Any office worker will be familiar with the communal rhythms of productivity - the high then low of the team coffee break, or the motivating rush of a new project or client, but the office provides buffers to the highs and lows of personal productivity. Work productivity cycles are tied to those of co-workers. It is possible then that the move to increased remote working has an extremising effect. Some in the office environment were already able to achieve higher productivity by imposing a greater order on what they did, and others got dragged up by their proximate expectations and practices. With more remote working some constraints on both ends of the spectrum are released. The more productive can bolster their personal productivity through the benefits of not commuting, by optimising their work set-up to their personal specifications, or by being able to move more seamlessly between work and other activities, such as exercise and family.
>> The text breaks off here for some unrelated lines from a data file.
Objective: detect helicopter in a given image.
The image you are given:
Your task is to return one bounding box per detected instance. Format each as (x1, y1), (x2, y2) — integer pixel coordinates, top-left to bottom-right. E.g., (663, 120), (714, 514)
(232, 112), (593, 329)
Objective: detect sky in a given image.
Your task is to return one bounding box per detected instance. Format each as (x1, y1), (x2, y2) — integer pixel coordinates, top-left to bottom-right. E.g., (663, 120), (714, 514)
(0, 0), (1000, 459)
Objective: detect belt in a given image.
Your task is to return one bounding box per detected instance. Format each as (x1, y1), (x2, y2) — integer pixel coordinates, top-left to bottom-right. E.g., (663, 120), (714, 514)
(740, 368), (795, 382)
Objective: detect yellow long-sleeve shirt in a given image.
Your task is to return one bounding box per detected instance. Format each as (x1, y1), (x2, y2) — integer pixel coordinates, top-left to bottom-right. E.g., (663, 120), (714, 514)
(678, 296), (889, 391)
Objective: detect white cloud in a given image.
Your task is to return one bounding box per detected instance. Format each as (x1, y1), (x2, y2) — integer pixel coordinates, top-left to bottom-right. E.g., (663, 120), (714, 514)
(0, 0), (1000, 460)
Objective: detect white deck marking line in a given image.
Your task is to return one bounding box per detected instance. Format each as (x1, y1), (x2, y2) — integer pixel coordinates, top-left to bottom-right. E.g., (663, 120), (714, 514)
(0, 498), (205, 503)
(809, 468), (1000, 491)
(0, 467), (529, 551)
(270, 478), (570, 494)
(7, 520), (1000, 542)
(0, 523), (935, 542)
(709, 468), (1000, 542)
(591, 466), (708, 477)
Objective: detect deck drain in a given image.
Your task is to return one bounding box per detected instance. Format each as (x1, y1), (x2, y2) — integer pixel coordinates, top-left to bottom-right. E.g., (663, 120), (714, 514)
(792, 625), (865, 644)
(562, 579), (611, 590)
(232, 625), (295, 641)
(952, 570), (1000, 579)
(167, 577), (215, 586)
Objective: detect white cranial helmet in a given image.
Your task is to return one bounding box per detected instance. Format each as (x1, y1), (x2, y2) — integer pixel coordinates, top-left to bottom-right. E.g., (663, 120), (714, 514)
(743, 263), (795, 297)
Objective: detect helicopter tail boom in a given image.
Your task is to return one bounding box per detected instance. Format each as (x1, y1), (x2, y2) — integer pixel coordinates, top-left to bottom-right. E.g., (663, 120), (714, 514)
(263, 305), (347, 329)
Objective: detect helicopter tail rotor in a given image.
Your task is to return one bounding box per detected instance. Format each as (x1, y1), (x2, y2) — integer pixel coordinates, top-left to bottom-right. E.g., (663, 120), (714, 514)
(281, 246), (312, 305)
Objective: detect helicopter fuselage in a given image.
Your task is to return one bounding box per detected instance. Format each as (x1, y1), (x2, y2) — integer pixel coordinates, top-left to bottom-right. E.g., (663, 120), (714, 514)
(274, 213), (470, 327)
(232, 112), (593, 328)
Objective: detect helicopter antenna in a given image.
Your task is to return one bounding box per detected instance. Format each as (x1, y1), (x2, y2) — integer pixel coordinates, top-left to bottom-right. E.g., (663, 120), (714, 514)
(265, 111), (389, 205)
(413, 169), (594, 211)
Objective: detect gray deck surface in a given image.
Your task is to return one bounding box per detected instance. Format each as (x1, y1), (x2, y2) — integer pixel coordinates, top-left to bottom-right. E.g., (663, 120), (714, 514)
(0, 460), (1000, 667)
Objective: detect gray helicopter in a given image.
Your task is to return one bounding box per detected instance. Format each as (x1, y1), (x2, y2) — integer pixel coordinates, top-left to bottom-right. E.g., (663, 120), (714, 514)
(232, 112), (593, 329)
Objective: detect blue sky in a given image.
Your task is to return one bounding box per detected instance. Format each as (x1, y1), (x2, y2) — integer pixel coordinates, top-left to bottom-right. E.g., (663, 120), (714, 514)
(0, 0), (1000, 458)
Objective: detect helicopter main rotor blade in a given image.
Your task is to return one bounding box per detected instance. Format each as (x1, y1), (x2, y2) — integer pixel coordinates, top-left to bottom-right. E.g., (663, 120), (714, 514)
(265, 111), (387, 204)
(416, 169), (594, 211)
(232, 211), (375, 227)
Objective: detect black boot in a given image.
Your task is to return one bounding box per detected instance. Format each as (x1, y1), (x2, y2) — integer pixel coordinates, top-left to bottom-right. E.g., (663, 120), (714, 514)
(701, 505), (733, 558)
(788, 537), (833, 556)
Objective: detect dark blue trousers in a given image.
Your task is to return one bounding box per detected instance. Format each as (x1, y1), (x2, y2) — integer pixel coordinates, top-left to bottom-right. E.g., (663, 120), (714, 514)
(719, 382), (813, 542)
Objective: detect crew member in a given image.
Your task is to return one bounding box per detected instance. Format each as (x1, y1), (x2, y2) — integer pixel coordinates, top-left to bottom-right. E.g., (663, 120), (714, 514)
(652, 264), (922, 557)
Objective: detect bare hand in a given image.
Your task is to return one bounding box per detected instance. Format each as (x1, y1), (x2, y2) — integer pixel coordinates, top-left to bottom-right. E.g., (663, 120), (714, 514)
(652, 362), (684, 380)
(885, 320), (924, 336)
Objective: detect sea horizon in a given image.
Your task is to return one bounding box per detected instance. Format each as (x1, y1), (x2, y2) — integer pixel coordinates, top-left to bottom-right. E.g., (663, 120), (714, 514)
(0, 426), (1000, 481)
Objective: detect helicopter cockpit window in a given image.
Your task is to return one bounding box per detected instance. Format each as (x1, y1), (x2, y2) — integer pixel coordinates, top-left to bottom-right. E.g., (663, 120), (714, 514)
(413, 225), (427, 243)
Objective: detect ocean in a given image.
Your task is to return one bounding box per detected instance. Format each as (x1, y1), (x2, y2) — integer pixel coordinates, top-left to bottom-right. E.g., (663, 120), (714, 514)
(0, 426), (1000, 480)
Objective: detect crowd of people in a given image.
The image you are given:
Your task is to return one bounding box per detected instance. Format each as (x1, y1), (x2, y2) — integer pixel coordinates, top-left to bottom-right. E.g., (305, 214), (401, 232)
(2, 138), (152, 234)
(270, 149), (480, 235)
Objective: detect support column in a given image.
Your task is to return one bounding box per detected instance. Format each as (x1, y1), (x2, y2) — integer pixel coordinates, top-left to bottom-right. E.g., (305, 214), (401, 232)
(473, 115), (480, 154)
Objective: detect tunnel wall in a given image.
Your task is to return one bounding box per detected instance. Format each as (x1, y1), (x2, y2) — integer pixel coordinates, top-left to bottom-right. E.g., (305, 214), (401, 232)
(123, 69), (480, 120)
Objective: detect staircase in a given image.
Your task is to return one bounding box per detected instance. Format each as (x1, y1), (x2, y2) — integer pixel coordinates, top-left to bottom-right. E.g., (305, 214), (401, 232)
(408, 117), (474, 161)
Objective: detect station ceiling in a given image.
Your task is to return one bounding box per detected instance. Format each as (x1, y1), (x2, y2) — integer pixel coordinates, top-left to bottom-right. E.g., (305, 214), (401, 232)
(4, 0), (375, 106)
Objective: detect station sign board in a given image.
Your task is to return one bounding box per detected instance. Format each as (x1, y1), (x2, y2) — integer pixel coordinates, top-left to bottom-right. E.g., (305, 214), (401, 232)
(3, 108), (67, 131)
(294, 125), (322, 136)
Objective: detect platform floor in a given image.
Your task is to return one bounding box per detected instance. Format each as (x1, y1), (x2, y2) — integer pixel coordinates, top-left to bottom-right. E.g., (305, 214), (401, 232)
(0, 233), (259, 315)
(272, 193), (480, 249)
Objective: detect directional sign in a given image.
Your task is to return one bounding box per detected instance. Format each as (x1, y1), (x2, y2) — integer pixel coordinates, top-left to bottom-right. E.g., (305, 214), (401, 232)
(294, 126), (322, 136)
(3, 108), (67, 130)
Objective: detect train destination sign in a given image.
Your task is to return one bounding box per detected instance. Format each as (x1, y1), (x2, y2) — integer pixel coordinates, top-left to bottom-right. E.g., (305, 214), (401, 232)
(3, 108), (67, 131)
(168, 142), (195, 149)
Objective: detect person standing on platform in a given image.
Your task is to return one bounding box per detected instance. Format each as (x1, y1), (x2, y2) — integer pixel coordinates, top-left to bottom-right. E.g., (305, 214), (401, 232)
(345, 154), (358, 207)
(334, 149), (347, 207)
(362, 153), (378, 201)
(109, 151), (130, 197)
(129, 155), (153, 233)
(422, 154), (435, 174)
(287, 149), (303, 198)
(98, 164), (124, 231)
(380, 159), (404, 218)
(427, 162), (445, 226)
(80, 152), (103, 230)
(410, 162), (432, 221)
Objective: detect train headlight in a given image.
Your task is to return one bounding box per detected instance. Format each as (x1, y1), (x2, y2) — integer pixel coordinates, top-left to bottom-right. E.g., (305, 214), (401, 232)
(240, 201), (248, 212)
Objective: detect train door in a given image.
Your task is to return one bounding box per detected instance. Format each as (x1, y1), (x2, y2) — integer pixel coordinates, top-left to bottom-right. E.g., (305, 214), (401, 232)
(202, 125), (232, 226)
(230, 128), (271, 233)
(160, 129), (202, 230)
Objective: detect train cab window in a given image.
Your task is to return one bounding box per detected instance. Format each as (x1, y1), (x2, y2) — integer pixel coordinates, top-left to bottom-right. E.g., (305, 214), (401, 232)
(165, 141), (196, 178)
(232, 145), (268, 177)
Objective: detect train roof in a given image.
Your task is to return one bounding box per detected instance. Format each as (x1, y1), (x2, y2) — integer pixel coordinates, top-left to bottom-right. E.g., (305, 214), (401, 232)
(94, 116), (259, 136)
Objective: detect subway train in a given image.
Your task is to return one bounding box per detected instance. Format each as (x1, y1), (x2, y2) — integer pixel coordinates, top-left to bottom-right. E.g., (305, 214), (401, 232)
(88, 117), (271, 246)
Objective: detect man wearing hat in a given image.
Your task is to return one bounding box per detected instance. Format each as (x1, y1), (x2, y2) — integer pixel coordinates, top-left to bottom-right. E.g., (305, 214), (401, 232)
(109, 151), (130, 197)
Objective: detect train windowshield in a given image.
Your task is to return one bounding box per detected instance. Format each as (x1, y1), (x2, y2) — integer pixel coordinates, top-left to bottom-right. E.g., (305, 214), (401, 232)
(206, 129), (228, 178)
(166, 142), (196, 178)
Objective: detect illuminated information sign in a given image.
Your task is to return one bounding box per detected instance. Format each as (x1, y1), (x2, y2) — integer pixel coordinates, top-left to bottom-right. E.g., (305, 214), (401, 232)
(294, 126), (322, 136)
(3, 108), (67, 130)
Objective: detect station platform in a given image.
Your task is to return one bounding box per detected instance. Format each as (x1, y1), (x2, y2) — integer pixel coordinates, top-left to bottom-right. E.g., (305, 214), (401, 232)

On the other hand, some will find it harder in a remote working environment, with competing demands more immediate and productivity-inducing colleague expectations and norms less so.
In summary, the move to remote working offers opportunities and challenges to work productivity by tying it more closely to a different set of associated productivities – those of our households and the other aspects of our lives – and less closely to the work productivity of colleagues. The challenge of managing this in an equitable manner will be one for us all.